An Explainable Machine Learning Framework for Railway Predictive Maintenance using Data Streams from the Metro Operator of Portugal
García-Méndez, Silvia, de Arriba-Pérez, Francisco, Leal, Fátima, Veloso, Bruno, Malheiro, Benedita, Burguillo-Rial, Juan Carlos
This work contributes to a real-time data-driven predictive maintenance solution for Intelligent Transportation Systems. The proposed method implements a processing pipeline comprised of sample pre-processing, incremental classification with Machine Learning models, and outcome explanation. This novel online processing pipeline has two main highlights: (i) a dedicated sample pre-processing module, which builds statistical and frequency-related features on the fly, and (ii) an explainability module. This work is the first to perform online fault prediction with natural language and visual explainability. The experiments were performed with the MetroPT data set from the metro operator of Porto, Portugal. The results are above 98 % for F-measure and 99 % for accuracy. In the context of railway predictive maintenance, achieving these high values is crucial due to the practical and operational implications of accurate failure prediction.
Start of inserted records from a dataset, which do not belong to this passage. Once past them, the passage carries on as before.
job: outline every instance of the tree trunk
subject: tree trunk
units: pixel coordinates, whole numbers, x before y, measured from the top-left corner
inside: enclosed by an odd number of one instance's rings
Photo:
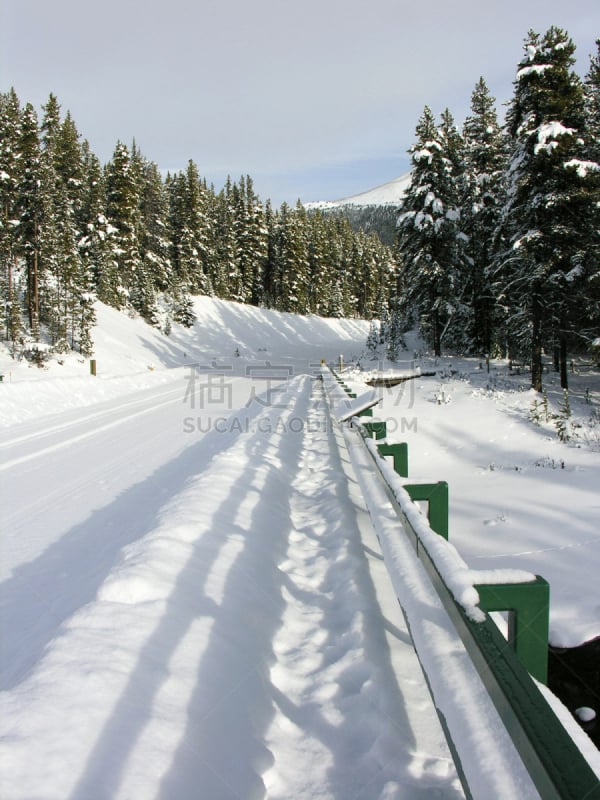
[[[560,385],[562,389],[569,388],[569,373],[567,369],[567,333],[564,327],[560,330]]]
[[[531,330],[531,387],[536,392],[542,391],[542,315],[537,301],[532,308]]]
[[[437,309],[433,312],[433,352],[436,356],[442,355],[442,335]]]

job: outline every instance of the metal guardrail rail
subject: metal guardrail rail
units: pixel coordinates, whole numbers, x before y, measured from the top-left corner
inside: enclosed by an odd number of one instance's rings
[[[352,396],[342,378],[331,372]],[[392,456],[394,471],[408,478],[407,445],[384,441],[385,422],[369,420],[372,415],[368,409],[358,420],[363,441],[371,438],[376,445],[365,443],[365,449],[540,796],[543,800],[600,800],[600,781],[532,677],[541,683],[547,678],[548,583],[536,576],[529,583],[476,584],[479,608],[485,615],[483,621],[473,621],[446,585],[382,470],[385,456]],[[348,424],[356,425],[356,419]],[[411,501],[429,501],[430,527],[447,539],[447,484],[404,483],[403,488]],[[492,611],[509,612],[508,642],[489,616]]]

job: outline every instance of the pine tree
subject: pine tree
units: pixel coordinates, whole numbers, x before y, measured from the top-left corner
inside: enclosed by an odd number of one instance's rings
[[[497,231],[500,293],[510,325],[531,353],[533,388],[542,389],[544,342],[559,343],[567,386],[573,300],[593,238],[597,189],[584,158],[584,101],[573,72],[575,46],[559,28],[530,31],[507,117],[511,157]]]
[[[19,140],[20,174],[17,186],[18,250],[25,261],[27,317],[34,341],[40,338],[40,260],[44,213],[43,176],[38,117],[31,103],[23,109]]]
[[[19,141],[21,108],[14,89],[0,95],[0,290],[5,297],[4,331],[12,342],[13,356],[23,338],[18,290],[18,207],[20,181]]]
[[[114,228],[111,258],[116,263],[117,283],[110,287],[107,302],[122,308],[140,287],[139,185],[135,162],[129,148],[117,142],[106,173],[108,222]],[[139,303],[139,297],[135,297]]]
[[[404,265],[404,302],[414,307],[423,335],[440,355],[442,339],[465,292],[462,145],[449,112],[438,128],[428,107],[416,136],[409,151],[413,172],[398,220],[398,248]],[[455,330],[461,327],[456,325]],[[453,338],[452,332],[448,338]]]
[[[480,354],[491,353],[493,345],[492,238],[498,224],[500,185],[507,160],[494,103],[484,79],[480,78],[471,95],[471,115],[463,127],[466,194],[462,228],[471,264],[467,300],[472,308],[473,348]]]

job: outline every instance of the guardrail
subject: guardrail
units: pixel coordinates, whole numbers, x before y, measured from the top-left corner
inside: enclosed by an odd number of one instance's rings
[[[350,398],[354,393],[334,370],[331,372]],[[360,431],[402,530],[409,536],[540,796],[543,800],[599,800],[596,774],[534,680],[547,680],[548,583],[540,576],[522,583],[475,582],[482,614],[480,620],[474,620],[448,587],[443,570],[430,552],[432,547],[424,541],[420,525],[415,524],[414,502],[427,501],[430,530],[448,539],[448,485],[444,481],[408,482],[406,443],[388,443],[386,423],[369,419],[372,416],[372,409],[361,411],[349,424]],[[393,459],[392,477],[386,456]],[[508,612],[507,638],[489,616],[494,611]],[[455,750],[452,742],[450,745]]]

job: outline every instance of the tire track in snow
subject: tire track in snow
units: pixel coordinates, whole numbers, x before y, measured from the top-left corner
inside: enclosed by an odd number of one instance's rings
[[[266,738],[274,756],[263,775],[267,797],[462,797],[449,759],[417,752],[324,398],[315,386],[279,565],[286,605],[270,671],[276,713]]]

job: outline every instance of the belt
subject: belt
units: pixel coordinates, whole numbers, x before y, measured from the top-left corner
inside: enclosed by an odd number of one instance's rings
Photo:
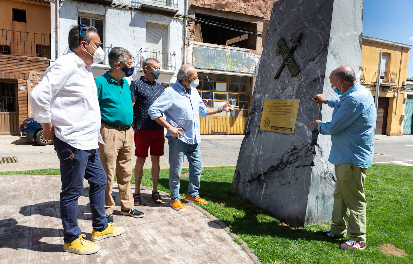
[[[102,120],[102,123],[106,125],[108,125],[111,127],[114,127],[114,128],[117,128],[120,130],[123,130],[125,131],[132,127],[132,125],[128,125],[127,127],[122,127],[121,125],[115,125],[114,124],[112,124],[112,123],[109,123],[109,122],[107,122],[106,121]]]

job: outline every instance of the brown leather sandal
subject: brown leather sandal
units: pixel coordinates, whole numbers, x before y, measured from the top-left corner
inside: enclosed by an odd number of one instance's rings
[[[162,198],[161,197],[159,193],[157,191],[154,191],[152,193],[152,199],[154,199],[155,203],[162,203]]]
[[[139,205],[140,204],[140,193],[133,194],[133,201],[135,202],[135,205]]]

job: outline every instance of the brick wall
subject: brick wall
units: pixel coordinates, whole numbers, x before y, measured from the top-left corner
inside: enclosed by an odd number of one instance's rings
[[[43,73],[49,67],[49,60],[46,58],[40,57],[0,54],[0,61],[1,61],[0,63],[0,81],[14,81],[17,83],[19,125],[28,117],[28,93],[30,92],[33,87],[27,87],[27,80],[33,78],[38,82],[40,80],[38,75],[40,75],[41,78]],[[33,74],[33,71],[37,74]],[[19,90],[19,86],[24,86],[24,90]]]

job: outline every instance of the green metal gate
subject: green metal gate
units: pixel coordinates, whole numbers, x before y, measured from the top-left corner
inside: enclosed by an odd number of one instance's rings
[[[407,96],[404,109],[404,114],[406,119],[403,125],[403,134],[410,135],[412,134],[412,120],[413,119],[413,95]]]

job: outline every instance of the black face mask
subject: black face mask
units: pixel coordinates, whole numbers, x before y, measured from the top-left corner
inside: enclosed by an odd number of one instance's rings
[[[151,72],[151,75],[155,78],[155,80],[157,80],[158,78],[159,78],[159,75],[161,74],[161,70],[158,69],[157,70],[152,70],[152,71]]]
[[[133,66],[131,68],[128,68],[126,66],[123,66],[123,67],[122,68],[121,70],[122,70],[122,71],[125,73],[125,75],[126,75],[127,77],[128,77],[133,74],[133,70],[134,70],[134,68]]]

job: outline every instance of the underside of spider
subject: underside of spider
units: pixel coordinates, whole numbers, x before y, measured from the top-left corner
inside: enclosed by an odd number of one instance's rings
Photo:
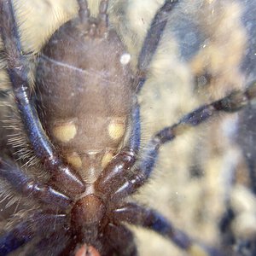
[[[96,19],[90,17],[85,0],[78,2],[79,16],[59,28],[42,49],[33,88],[13,3],[0,0],[1,35],[14,96],[33,153],[49,175],[48,183],[42,183],[0,156],[1,178],[42,205],[0,237],[0,254],[33,239],[38,239],[37,253],[52,247],[52,240],[65,237],[65,243],[51,248],[54,255],[85,255],[85,245],[94,256],[137,255],[132,233],[124,224],[128,223],[158,232],[191,255],[222,255],[218,249],[199,245],[157,212],[127,198],[149,178],[161,145],[219,111],[247,106],[255,99],[256,84],[160,131],[138,160],[137,95],[147,79],[168,15],[178,1],[166,1],[155,15],[136,74],[129,67],[131,56],[109,28],[108,1],[101,1]]]

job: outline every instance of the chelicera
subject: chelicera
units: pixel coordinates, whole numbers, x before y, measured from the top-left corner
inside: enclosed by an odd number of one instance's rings
[[[150,177],[161,145],[219,111],[242,108],[255,97],[255,83],[160,131],[138,160],[137,95],[147,79],[168,14],[178,1],[166,1],[156,13],[136,74],[129,67],[129,53],[108,26],[108,1],[101,1],[97,19],[90,17],[86,1],[78,3],[79,16],[59,28],[43,48],[33,88],[12,2],[0,1],[1,35],[17,108],[34,154],[49,173],[48,182],[42,183],[1,156],[2,178],[41,204],[1,237],[1,255],[34,238],[34,253],[51,247],[53,255],[137,255],[132,233],[124,223],[151,229],[191,255],[222,255],[128,196]],[[53,247],[52,240],[58,246]]]

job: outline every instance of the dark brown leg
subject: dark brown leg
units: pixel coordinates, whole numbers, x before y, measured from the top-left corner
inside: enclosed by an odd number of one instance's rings
[[[29,64],[23,55],[14,9],[10,0],[0,0],[0,32],[2,34],[8,73],[13,84],[17,107],[35,154],[52,175],[58,188],[68,194],[84,191],[82,178],[63,162],[55,152],[41,125],[37,110],[31,99]]]
[[[1,157],[0,177],[5,178],[17,192],[25,197],[30,197],[61,209],[66,209],[72,203],[71,199],[67,195],[56,191],[50,186],[32,180],[14,162]]]
[[[140,73],[147,73],[152,57],[161,39],[169,15],[177,3],[177,0],[166,0],[154,15],[139,55],[137,68]]]
[[[137,169],[134,170],[132,173],[123,170],[119,173],[119,178],[114,180],[114,186],[112,187],[112,200],[113,202],[121,201],[129,195],[135,193],[138,188],[145,183],[154,169],[159,148],[161,145],[172,141],[177,136],[184,133],[188,129],[207,121],[218,112],[239,111],[255,101],[255,98],[256,82],[245,91],[233,92],[221,100],[202,106],[185,115],[178,123],[157,132],[146,146]],[[111,183],[111,181],[108,181],[108,183]],[[113,192],[114,188],[116,192]]]
[[[49,236],[58,229],[63,228],[66,223],[65,214],[47,212],[33,214],[0,237],[0,255],[9,254],[38,236],[42,238],[45,234]],[[55,228],[53,229],[49,224],[55,225]]]
[[[119,256],[137,256],[137,246],[131,231],[123,225],[108,224],[105,237],[108,238],[109,247],[113,250],[112,254]],[[103,255],[109,255],[103,253]]]

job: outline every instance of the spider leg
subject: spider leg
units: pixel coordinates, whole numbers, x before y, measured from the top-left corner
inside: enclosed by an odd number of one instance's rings
[[[129,172],[137,160],[141,137],[138,104],[135,104],[133,108],[131,125],[132,130],[126,147],[110,161],[96,182],[96,188],[97,191],[102,192],[103,198],[108,199],[115,189],[116,185],[123,182],[124,172]]]
[[[66,209],[72,201],[50,186],[41,184],[28,177],[13,161],[0,157],[0,177],[4,177],[17,192],[36,201]]]
[[[120,256],[137,256],[137,246],[134,236],[124,225],[109,224],[106,228],[105,236],[108,237],[109,247]],[[110,253],[112,255],[112,253]],[[105,255],[105,254],[104,254]]]
[[[253,82],[245,91],[234,91],[223,99],[202,106],[183,116],[177,124],[166,127],[157,132],[146,146],[145,152],[133,173],[123,172],[115,183],[116,192],[112,195],[113,201],[122,200],[131,195],[148,179],[157,160],[159,148],[166,143],[171,142],[178,135],[184,133],[191,127],[196,126],[218,112],[236,112],[256,98],[256,82]]]
[[[67,192],[71,194],[82,193],[84,190],[82,178],[71,170],[55,152],[42,127],[32,101],[29,63],[22,53],[11,1],[1,0],[0,11],[0,32],[7,56],[7,71],[13,84],[17,107],[34,153],[42,160],[45,168],[51,172],[52,179],[59,184],[58,187],[65,188]]]
[[[52,225],[55,228],[52,228]],[[0,255],[7,255],[32,241],[37,236],[49,236],[67,223],[65,214],[40,212],[17,224],[13,230],[0,236]]]
[[[127,222],[131,224],[150,229],[161,236],[171,239],[178,247],[185,250],[189,255],[220,256],[215,249],[201,246],[188,235],[176,229],[169,220],[159,212],[144,208],[135,203],[126,203],[113,212],[117,221]]]
[[[147,72],[167,23],[168,15],[177,3],[177,0],[166,1],[154,15],[138,57],[137,67],[141,73]]]
[[[146,80],[146,73],[152,58],[155,53],[158,44],[161,39],[162,33],[166,26],[169,13],[173,9],[178,0],[167,0],[155,14],[149,30],[147,32],[143,47],[141,49],[137,61],[137,86],[139,92]]]

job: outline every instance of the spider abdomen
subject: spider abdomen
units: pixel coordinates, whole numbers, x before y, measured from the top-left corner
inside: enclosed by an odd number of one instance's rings
[[[91,183],[124,139],[132,75],[114,31],[96,36],[82,26],[76,19],[52,36],[39,59],[36,86],[48,135]]]

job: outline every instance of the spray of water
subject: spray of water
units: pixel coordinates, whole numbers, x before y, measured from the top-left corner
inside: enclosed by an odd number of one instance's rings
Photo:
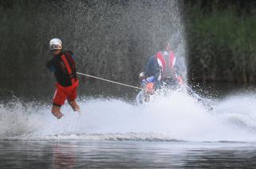
[[[64,106],[61,120],[50,113],[49,106],[16,103],[0,108],[0,139],[255,141],[255,100],[231,97],[208,111],[179,91],[143,106],[81,99],[82,112]]]

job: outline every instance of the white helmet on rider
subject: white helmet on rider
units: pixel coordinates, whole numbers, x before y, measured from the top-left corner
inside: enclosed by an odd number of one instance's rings
[[[58,38],[53,38],[49,41],[49,49],[53,50],[59,50],[62,49],[62,42]]]

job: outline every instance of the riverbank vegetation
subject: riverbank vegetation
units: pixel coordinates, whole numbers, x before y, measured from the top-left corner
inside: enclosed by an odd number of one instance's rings
[[[255,83],[255,2],[214,2],[187,4],[191,80]]]

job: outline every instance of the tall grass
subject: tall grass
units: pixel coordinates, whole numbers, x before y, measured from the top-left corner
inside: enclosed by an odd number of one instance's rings
[[[241,10],[241,9],[240,9]],[[195,80],[255,82],[256,13],[237,7],[203,11],[189,7],[187,37],[190,74]]]

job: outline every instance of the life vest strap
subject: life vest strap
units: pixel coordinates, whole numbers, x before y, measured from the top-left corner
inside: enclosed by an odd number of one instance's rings
[[[69,65],[69,63],[65,54],[63,54],[61,56],[61,60],[62,60],[62,61],[63,61],[63,63],[65,64],[65,67],[67,69],[68,74],[69,74],[69,75],[70,77],[70,80],[71,80],[72,85],[75,84],[75,83],[76,83],[75,77],[73,75],[73,71],[72,71],[72,69],[70,67],[70,65]]]

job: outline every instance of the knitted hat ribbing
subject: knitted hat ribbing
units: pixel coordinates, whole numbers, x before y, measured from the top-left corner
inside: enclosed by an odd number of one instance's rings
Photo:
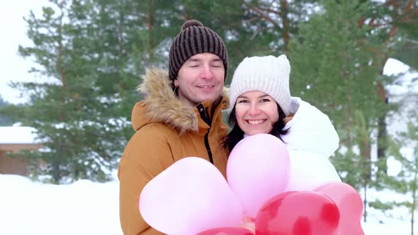
[[[218,55],[223,62],[225,78],[228,71],[228,54],[222,38],[213,30],[195,20],[186,21],[170,47],[169,74],[171,80],[177,78],[183,64],[192,56],[203,52]]]
[[[290,64],[286,55],[278,57],[246,57],[234,73],[230,88],[230,111],[237,98],[249,91],[262,91],[271,96],[286,115],[290,108],[289,75]]]

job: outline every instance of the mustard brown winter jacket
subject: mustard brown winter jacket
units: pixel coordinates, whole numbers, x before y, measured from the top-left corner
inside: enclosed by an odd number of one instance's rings
[[[226,91],[213,104],[206,101],[192,108],[175,95],[168,71],[149,69],[142,79],[138,90],[144,100],[135,104],[132,113],[136,132],[123,151],[118,172],[125,235],[162,234],[142,219],[140,194],[151,179],[175,161],[201,157],[226,176],[227,156],[222,142],[227,126],[221,113],[227,108]]]

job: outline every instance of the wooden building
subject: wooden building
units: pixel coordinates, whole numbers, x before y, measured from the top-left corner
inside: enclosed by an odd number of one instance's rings
[[[42,148],[36,142],[35,131],[29,127],[0,127],[0,174],[28,176],[28,161],[7,154]]]

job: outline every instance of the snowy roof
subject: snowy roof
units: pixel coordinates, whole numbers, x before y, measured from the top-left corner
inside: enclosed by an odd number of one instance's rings
[[[36,144],[35,132],[30,127],[0,127],[0,144]]]

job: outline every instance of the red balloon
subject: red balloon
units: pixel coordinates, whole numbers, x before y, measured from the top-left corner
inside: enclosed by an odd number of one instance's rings
[[[254,234],[244,228],[221,227],[205,230],[197,235],[254,235]]]
[[[335,202],[339,210],[339,227],[337,235],[363,235],[361,229],[363,200],[355,188],[345,183],[334,182],[314,190]]]
[[[339,212],[328,197],[313,191],[281,193],[256,218],[256,235],[334,235]]]

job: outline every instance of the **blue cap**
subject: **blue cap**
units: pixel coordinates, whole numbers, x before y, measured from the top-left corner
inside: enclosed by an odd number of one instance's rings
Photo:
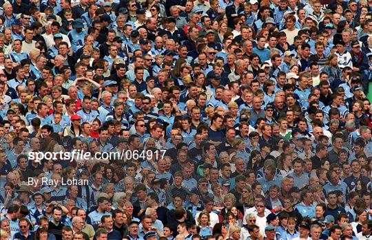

In the specific case of a high F-measure, this ensures that the system maintains an optimal balance between detecting the highest possible number of real faults and minimizing false alarms, which is crucial for maximizing service availability. Furthermore, the accuracy obtained enables reliability, directly impacting cost reduction and increased safety. The analysis demonstrates that the pipeline maintains high performance even in the presence of class imbalance and noise, and its explanations effectively reflect the decision-making process. These findings validate the methodological soundness of the approach and confirm its practical applicability for supporting proactive maintenance decisions in real-world railway operations. Therefore, by identifying the early signs of failure, this pipeline enables decision-makers to understand the underlying problems and act accordingly swiftly.